Astronaut of Jamaican heritage joins test flight of commercial spacecraft
Astronaut Christopher Huie, the son of Jamaican immigrants, got to wear his Caribbean heritage on his sleeve yesterday when he undertook his first space mission as part of a four-man crew aboard the Unity 25 spacecraft.
Huie, a 35-year-old trained senior engineer and resident of Los Angeles, wore Jamaican and United States patches on his uniform during the planned test run of a mothership and spaceship at Virgin Atlantic’s Spaceport America in New Mexico, ahead of intended 90-minute commercial trips to take place beginning next month.
“For me, it is part of my personal origin story. My parents came to this country from Jamaica looking for more opportunities and to do more with their lives. Both my parents, especially my mum, sacrificed a lot so I could have opportunities she didn’t have growing up,” Huie told online platform Metro.co.uk before the test flight.
“I have had a lot more opportunities in my life than she [his mother] has had, and that’s all culminating in the space flight experience. It’s not only for Jamaica, it’s for immigrants anywhere looking for opportunities to see what you can do with the life that you’ve been given. It’s a story of sacrifice and achievement, that’s what it represents for me,” Huie added.
Yesterday’s test flight made Huie the world’s 19th Black astronaut after having graduated from the University of Maryland with a degree in Aerospace Engineering. He had previously worked in the aerospace industry’s private sector until 2016 when he joined Virgin Galactic as a loads and simulation engineer.

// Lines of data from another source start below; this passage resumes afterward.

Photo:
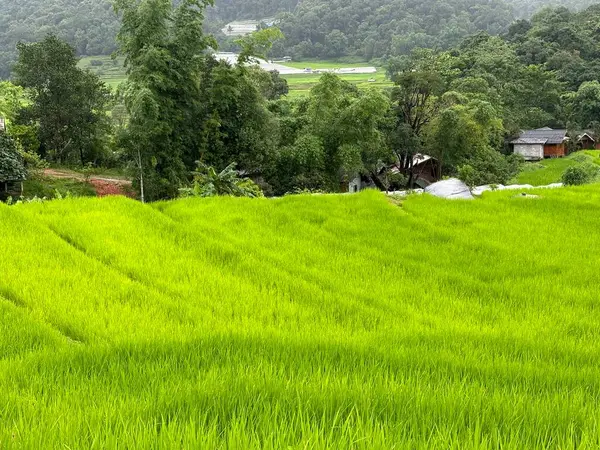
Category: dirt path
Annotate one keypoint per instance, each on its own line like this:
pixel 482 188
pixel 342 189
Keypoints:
pixel 103 185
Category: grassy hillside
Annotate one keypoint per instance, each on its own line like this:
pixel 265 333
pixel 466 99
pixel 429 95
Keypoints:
pixel 550 170
pixel 305 322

Huie’s experience is already creating a path for other aspiring Black astronauts to follow, as he has also co-founded Virgin Galactic’s Black Leaders in Aerospace Scholarship and Training (BLAST) programme, which includes mentorship for college students.

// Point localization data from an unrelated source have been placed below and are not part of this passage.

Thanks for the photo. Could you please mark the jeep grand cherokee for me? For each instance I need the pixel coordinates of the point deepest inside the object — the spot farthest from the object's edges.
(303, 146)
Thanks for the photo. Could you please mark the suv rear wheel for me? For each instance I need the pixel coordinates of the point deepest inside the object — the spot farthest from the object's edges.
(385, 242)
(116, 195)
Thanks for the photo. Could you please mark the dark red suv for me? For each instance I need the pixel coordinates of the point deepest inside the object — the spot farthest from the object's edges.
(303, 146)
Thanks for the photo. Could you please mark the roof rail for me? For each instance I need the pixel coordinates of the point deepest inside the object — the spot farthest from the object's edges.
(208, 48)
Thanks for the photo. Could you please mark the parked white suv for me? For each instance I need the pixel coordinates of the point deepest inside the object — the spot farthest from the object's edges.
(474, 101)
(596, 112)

FULFILMENT OF CHILDHOOD DREAM
Huie explained that, for him, the test flight was the fulfilment of a childhood dream derived from making spaceships out of LEGO toys.
“I would play with LEGO and I would, pretty much, only build spaceships and flying vehicles, so I was obsessed with machines and building things from a young age. I did want to be an astronaut for a little while, then I decided I wanted to be a pilot, then I changed my mind about being a pilot,” said Huie.
“It seemed like a long road to be a fighter pilot and I just changed careers to become an aerospace engineer. I did not ever think I would ever have an opportunity to go into space,” Huie added. “Growing up, there was only one avenue to get there, and that was essentially going through the military, becoming a test pilot, and having a one in 10 million chance of becoming an astronaut.”
Virgin Galactic, which was founded by billionaire entrepreneur, philanthropist, and airline mogul Sir Richard Branson in 2004, has been billed as the world’s first commercial space line.